A l'origine de cette mode, le restaurant la Maison sauvage et un homme, le fleuriste Luc Deschamps, qui s'inspirent d'un hôtel de New York et importent le concept en 2017.

La tendance s'affirme dès la levée du confinement imposé par la pandémie de Covid-19 et, depuis, Luc Deschamps se sent "dépassé".

"J'ai presque doublé mon chiffre d'affaires depuis un an et demi", résume l'artiste de 59 ans qui reçoit désormais trois demandes par jour, pour un devis minimal de 5.000 euros.

Si la région parisienne concentre pour l'heure 80% de ses clients, des établissements prévoient de les rejoindre aux quatre coins du pays, à Metz, Saint-Étienne, Arcachon, Courchevel ou Chartres...

Mais ses décorations florales ne font pas l'unanimité.

Car si les gros branchages d'assemblement viennent de châtaigniers et chênes, ses hortensias, roses ou cerisiers sont en tissu et leurs tiges en plastique. Importés de Chine.
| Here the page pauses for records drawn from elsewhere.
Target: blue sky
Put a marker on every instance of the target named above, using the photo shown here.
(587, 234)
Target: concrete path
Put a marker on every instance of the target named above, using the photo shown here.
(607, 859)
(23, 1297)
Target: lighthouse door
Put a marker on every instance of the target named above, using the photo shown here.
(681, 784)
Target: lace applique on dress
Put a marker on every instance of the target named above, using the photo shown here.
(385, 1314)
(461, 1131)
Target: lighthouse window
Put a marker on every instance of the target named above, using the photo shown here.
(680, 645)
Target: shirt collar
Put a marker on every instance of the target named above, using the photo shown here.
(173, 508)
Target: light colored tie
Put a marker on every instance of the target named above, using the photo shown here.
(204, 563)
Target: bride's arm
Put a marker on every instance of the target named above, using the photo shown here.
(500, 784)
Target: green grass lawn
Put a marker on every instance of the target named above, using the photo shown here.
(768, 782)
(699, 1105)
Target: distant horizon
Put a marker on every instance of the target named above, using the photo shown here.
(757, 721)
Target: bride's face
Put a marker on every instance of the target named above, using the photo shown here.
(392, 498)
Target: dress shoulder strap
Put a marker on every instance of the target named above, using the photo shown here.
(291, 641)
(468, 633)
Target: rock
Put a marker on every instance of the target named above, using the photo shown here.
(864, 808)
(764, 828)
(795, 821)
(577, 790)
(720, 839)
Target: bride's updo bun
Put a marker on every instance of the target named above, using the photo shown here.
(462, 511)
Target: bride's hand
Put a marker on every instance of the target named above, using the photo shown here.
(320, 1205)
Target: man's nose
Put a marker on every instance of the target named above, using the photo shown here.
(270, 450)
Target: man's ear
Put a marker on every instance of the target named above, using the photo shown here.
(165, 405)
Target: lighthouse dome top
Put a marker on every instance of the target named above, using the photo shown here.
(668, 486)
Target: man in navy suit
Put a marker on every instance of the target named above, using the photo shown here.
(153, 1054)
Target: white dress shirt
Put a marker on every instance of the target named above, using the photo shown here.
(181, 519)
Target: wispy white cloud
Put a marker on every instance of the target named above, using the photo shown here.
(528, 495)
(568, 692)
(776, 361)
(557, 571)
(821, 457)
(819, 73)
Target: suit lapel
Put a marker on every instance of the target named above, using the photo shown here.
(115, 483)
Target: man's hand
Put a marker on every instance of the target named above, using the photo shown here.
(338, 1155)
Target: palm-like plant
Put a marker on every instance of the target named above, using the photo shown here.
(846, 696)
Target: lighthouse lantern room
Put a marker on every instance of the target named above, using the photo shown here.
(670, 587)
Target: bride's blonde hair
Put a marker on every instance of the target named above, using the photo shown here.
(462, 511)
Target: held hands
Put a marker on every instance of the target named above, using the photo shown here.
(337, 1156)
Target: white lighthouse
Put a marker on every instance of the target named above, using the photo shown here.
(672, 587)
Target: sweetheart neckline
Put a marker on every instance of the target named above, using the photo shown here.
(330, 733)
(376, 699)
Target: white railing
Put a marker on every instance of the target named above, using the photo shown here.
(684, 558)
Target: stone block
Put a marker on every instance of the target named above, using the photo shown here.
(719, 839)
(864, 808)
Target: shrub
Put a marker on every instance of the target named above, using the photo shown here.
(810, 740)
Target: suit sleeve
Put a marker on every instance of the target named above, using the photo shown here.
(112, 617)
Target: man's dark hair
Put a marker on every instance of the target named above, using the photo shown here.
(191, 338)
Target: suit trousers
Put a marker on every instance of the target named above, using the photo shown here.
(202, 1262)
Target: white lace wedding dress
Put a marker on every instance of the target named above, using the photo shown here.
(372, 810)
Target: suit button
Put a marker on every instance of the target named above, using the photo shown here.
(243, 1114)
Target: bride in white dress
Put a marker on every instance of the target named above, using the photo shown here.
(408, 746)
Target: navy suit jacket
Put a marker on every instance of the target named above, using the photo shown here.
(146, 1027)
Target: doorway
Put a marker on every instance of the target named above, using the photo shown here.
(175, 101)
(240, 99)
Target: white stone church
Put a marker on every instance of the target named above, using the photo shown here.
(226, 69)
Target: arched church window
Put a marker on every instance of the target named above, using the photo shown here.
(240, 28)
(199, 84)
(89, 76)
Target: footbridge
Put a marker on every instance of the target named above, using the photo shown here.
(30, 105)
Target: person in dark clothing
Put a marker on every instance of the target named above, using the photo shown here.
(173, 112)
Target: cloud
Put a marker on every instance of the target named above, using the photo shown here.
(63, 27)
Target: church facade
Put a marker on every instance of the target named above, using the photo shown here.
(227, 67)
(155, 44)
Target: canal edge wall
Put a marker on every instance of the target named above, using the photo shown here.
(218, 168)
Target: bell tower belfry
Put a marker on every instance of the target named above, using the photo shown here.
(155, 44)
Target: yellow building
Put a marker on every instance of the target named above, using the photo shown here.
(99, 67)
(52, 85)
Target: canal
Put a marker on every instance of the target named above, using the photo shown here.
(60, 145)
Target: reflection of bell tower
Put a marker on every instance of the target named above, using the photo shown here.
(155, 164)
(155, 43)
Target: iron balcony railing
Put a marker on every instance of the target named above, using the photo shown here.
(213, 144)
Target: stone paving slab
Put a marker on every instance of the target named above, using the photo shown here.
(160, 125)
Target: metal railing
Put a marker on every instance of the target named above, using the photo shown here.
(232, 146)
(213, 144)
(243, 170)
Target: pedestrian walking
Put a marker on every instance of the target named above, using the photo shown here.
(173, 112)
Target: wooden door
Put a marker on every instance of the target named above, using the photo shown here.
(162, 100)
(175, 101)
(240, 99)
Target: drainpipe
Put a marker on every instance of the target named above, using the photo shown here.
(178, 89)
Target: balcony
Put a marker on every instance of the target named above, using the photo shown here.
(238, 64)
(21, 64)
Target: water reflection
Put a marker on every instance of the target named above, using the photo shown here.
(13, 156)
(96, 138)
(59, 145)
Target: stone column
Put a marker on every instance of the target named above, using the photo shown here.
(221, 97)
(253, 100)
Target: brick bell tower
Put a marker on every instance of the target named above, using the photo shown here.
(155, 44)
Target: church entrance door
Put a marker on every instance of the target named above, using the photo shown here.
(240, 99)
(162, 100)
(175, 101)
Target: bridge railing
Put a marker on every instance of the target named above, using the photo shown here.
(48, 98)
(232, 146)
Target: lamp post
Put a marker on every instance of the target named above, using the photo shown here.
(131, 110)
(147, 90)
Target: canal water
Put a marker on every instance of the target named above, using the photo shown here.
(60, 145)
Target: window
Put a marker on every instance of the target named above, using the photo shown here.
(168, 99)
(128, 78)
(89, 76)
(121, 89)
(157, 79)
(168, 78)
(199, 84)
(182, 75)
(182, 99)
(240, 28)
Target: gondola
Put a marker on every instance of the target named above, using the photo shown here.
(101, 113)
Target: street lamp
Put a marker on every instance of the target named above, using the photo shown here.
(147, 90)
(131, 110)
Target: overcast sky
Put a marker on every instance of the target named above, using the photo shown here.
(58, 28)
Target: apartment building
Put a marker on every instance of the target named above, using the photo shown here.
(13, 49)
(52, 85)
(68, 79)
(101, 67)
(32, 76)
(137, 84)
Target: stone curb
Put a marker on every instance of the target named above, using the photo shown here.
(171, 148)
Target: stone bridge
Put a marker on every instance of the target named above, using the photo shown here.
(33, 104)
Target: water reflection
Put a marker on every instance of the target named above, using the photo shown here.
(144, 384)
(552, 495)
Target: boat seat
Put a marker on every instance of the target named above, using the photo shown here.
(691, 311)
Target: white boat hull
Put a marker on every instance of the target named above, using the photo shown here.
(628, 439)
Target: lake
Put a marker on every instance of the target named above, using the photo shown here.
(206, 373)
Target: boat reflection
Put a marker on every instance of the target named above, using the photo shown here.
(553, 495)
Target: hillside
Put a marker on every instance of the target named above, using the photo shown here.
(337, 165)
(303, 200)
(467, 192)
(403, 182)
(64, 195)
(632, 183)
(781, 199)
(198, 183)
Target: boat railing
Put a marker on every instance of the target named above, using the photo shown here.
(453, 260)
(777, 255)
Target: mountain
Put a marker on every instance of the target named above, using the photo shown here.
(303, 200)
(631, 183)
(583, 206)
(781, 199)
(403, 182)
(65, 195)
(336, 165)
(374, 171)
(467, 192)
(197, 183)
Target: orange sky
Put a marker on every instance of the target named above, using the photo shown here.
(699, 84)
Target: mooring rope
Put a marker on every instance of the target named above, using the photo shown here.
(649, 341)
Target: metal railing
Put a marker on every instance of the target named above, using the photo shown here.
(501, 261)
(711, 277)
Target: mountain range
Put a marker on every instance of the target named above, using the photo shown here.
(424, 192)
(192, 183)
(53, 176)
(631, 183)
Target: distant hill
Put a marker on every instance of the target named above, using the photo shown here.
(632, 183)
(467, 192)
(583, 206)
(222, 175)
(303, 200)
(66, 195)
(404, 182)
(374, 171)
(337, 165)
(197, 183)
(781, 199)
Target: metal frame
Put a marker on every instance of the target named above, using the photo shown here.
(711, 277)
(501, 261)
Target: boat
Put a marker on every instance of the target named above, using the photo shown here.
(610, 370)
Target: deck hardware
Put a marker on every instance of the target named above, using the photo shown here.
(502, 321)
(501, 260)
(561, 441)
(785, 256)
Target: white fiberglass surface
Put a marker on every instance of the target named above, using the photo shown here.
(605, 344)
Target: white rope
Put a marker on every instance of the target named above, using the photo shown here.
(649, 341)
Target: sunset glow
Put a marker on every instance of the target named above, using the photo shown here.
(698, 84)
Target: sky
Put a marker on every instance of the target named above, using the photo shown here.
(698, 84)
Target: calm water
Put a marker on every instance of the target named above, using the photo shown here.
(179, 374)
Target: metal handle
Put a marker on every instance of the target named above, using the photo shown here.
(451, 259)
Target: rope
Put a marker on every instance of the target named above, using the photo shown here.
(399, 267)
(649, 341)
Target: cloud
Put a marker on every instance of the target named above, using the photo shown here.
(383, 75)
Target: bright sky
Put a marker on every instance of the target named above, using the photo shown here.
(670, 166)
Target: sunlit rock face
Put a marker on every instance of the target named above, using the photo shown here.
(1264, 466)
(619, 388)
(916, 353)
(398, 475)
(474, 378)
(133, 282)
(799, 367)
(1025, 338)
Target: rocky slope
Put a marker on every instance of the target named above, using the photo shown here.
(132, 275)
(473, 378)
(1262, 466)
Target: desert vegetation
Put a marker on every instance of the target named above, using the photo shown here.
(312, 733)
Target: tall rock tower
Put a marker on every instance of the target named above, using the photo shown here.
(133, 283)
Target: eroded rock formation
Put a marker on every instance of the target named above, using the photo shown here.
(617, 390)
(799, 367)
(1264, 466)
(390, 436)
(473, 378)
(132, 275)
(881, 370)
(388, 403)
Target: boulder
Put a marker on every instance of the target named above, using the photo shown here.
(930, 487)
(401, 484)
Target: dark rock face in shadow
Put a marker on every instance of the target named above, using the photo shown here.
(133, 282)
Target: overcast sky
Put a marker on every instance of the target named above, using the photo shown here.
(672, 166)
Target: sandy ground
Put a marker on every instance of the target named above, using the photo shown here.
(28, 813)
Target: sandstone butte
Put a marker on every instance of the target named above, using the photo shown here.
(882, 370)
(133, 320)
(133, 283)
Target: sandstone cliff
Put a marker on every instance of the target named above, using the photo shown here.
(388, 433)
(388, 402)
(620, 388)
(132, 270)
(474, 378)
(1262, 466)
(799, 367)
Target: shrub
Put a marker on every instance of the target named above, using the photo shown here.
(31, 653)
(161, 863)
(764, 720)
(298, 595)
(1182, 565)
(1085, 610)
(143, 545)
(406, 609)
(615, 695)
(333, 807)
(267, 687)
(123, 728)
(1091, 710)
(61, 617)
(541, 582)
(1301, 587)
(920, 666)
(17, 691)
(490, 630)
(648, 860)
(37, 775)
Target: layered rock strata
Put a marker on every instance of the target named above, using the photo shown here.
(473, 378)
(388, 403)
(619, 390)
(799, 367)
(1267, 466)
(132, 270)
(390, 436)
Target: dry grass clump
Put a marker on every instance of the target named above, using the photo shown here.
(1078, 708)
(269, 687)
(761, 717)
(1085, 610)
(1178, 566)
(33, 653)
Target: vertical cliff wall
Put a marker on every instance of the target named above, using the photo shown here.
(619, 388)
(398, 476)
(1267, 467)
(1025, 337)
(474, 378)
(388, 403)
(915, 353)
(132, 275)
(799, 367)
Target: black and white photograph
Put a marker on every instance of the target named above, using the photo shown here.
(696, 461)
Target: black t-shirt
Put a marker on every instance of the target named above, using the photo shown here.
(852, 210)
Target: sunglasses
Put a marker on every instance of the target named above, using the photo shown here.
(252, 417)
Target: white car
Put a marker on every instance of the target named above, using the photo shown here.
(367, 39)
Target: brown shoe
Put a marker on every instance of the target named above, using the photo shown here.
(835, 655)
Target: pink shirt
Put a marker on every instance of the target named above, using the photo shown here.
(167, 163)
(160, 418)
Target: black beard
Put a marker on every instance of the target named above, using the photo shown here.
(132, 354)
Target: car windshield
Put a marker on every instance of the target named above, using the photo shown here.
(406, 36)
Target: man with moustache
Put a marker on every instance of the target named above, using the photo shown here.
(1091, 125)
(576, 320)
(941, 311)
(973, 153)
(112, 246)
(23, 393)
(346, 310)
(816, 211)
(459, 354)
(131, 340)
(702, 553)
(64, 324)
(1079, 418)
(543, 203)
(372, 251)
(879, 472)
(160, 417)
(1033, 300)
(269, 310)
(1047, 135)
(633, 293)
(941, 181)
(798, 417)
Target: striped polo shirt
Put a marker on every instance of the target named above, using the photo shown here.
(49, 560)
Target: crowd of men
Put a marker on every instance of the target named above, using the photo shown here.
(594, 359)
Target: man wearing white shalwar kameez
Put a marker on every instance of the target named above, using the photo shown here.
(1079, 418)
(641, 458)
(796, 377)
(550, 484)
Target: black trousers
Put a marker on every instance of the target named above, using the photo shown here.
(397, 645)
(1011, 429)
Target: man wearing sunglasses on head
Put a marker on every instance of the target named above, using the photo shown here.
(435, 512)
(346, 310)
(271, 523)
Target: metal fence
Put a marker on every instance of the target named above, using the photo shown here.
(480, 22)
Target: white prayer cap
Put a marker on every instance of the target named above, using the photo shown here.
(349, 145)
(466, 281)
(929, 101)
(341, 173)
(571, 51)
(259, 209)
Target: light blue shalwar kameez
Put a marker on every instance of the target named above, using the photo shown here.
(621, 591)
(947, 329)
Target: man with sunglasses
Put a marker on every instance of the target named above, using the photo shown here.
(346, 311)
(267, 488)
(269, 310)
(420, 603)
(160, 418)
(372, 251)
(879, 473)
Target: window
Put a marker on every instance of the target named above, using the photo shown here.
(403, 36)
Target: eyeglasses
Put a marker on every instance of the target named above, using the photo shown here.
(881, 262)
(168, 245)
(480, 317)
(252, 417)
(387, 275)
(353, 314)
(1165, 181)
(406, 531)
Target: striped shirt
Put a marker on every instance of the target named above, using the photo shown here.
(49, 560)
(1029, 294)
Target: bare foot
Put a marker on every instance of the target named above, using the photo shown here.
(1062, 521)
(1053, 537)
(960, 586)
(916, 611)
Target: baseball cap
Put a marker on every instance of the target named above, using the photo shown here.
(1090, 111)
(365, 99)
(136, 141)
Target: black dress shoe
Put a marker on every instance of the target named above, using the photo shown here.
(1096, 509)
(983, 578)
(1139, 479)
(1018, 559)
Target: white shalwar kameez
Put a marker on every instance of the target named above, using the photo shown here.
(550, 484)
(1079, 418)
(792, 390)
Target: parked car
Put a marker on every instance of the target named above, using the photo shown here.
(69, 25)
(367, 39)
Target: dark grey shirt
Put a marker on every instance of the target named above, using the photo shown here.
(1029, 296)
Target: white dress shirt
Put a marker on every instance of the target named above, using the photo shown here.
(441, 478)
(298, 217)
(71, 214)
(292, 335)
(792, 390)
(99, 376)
Un décor floral naturel "a besoin d'eau, d'entretien" et "tient cinq jours", plaide Luc Deschamps, alors que ses décors artificiels "tiennent trois, quatre ans minimum, sans aucun entretien".

Pas de quoi convaincre l'adjointe au commerce à la mairie de Paris, Olivia Polski, qui "préfère largement de la vraie végétalisation aux fleurs coupées ou en plastique".

Venue de Rennes (Ouest), Chloé, 38 ans, trouve aussi la façade du Florida "too much", avec "trop de plastique".

"Pas autorisés"

Pour l'élu écologiste parisien Frédéric Badina-Serpette, c'est plus la "course à façade la plus ornée" qui pose problème.

"Tant que c'était mineur, ce n'était pas un sujet", reconnaît Mme Polski, mais la multiplication des décorations va pousser la mairie à "regarder au cas par cas si les commerçants ont déposé des dossiers à la direction de l'urbanisme".

Outre l'autorisation de la copropriété, les Architectes des bâtiments de France (ABF) ont leur mot à dire dans certains secteurs, estime Mme Polski, pour qui ces décors ne sont en l'état "pas autorisés".

Le maire de Paris Centre, Ariel Weil, fait le pari que cette "mode", qui va "du pire à l'acceptable", ne durera "pas très longtemps". "Sinon, on verra comment mettre fin aux plus moches" car "on ne peut pas dénaturer une façade, de manière permanente, sans permis", décoche l'élu socialiste.

De quoi faire bouillir les commerçants qui, entre la pandémie, l'interdiction des chauffages en terrasse et la crise énergétique ont investi des milliers d'euros dans ces décorations.

"Les terrasses, les bistros parisiens, c'est connu dans le monde entier et on ne fait de mal à personne", soupire Julien Valentin, le gérant du Musset, rappelant "qu'une énorme partie de Paris, de commerces, vit grâce aux touristes".

"Après deux ans de Covid, on empêche les gens de travailler", fulmine Fabienne Mialane, en rappelant qu'elle verse à la mairie 32.000 euros annuels de droits de terrasse.